Part2: Kubernetes Backup on Managed Services: What Changes When You Use EKS?

In my previous blog post, I covered Kubernetes backup strategies for self-managed clusters, highlighting cost, security, and availability. But what happens when you’re using a managed Kubernetes service like Amazon Elastic Kubernetes Service (EKS)? Let’s dive into the key differences and best practices for backing up Kubernetes on managed platforms.

The Big Shift: Managed Control Plane

With managed Kubernetes services like Amazon EKS, AWS handles the control plane—including etcd, the API server, and scheduler.
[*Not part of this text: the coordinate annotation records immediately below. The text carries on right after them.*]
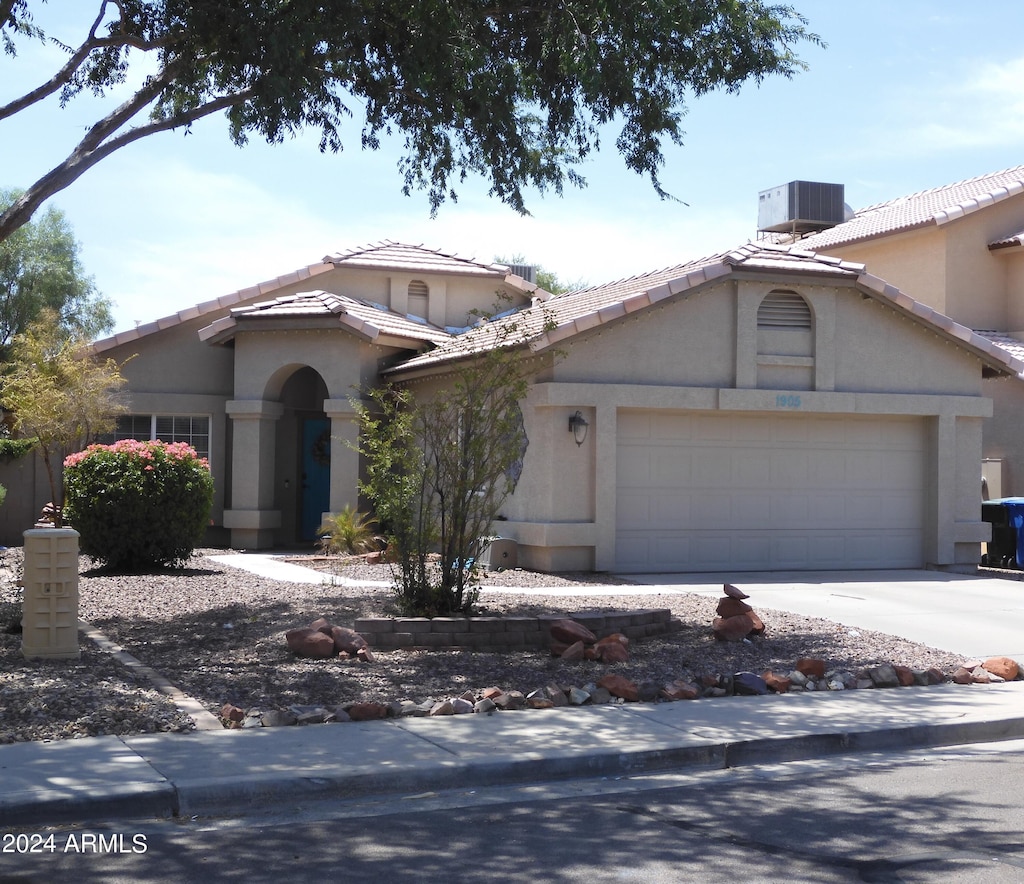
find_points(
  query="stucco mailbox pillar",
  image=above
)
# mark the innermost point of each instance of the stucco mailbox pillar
(49, 614)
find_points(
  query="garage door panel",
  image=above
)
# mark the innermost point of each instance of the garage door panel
(712, 468)
(671, 510)
(770, 492)
(671, 467)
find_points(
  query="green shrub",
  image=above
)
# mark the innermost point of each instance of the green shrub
(138, 505)
(348, 532)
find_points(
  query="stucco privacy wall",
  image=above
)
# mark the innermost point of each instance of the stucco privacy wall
(698, 354)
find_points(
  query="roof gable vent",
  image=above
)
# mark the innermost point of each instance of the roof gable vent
(783, 310)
You don’t have direct access to etcd or the control plane components. This means you can’t perform traditional etcd snapshots as you would on a self-managed cluster. Instead, your backup strategy must focus on what you can control:

• Kubernetes objects (Deployments, Services, ConfigMaps, Secrets, etc.)
• Persistent data (EBS volumes used by your workloads)
• Application configurations and manifests

What to Back Up on EKS

• Kubernetes Objects: Anything you create or manage via the Kubernetes API—workloads, configurations, and policies.
• Persistent Volumes: Data stored on EBS volumes attached to your pods.
• Networking and Security: Ingress, Network Policies, and RBAC rules.
• Application Data: For databases or stateful apps, use application-aware backups for consistency.

How to Back Up on EKS

Use Velero for Kubernetes Object Backup

Velero is the go-to tool for backing up and restoring Kubernetes resources on EKS. It works directly with the Kubernetes API, so it’s perfect for managed services where you can’t access etcd. Velero can back up:

• All resources in a namespace or across the cluster
• Persistent volumes (with the right configuration)
• Custom resources and configurations

Velero supports scheduling, retention policies, and can store backups in S3, which integrates well with AWS security and cost controls.

Back Up Persistent Data

For stateful applications, use Velero’s volume snapshot feature to back up EBS volumes. This ensures your data is protected and can be restored if needed. You can also use application-specific backup tools for databases (e.g., pg_dump, mysqldump) and store the output in S3.

Automate and Test

• Schedule regular backups to minimize data loss.
• Automate retention to delete old backups and control costs.
• Test restores to ensure your backups are valid and your recovery process works.

Security and Availability

• Encryption: Use AWS KMS to encrypt backups at rest and in transit.
• Immutable Backups: Store backups in S3 with Object Lock to prevent tampering or deletion.
• Multi-Region Storage: Replicate backups across regions for disaster recovery.
• Access Control: Use IAM and RBAC to restrict who can create, delete, or restore backups.

Cost Considerations

• Storage Tiering: Move older backups to cheaper storage like S3 Glacier to save money.
• Incremental Backups: Only back up changed data to reduce storage and bandwidth costs.
• Retention Policies: Automatically delete old backups to avoid unnecessary charges.

What You Can’t Back Up

• Control Plane/etcd: Managed by AWS, not accessible for direct backup.
• Node-Level State: Unless you use custom tools or scripts, node-level state is typically not backed up by default.

Summary Table

Best Practices

• Use Velero for disaster recovery and migration.
• Automate backups and retention to control costs.
• Encrypt and protect backups with AWS security features.
• Test your restore process regularly.
• Store backups in multiple regions for resilience.

Additional Resources

• AWS re:Post: Back up and restore an Amazon EKS cluster
• Trilio: EKS Backup Tutorial & Best Practices
• AWS Blog: Backup and restore your Amazon EKS cluster resources using Velero

In summary:
When using managed Kubernetes services like EKS, your backup strategy shifts to focus on Kubernetes objects, persistent data, and application configurations—leveraging tools like Velero and AWS storage features for a robust, cost-effective, and secure approach.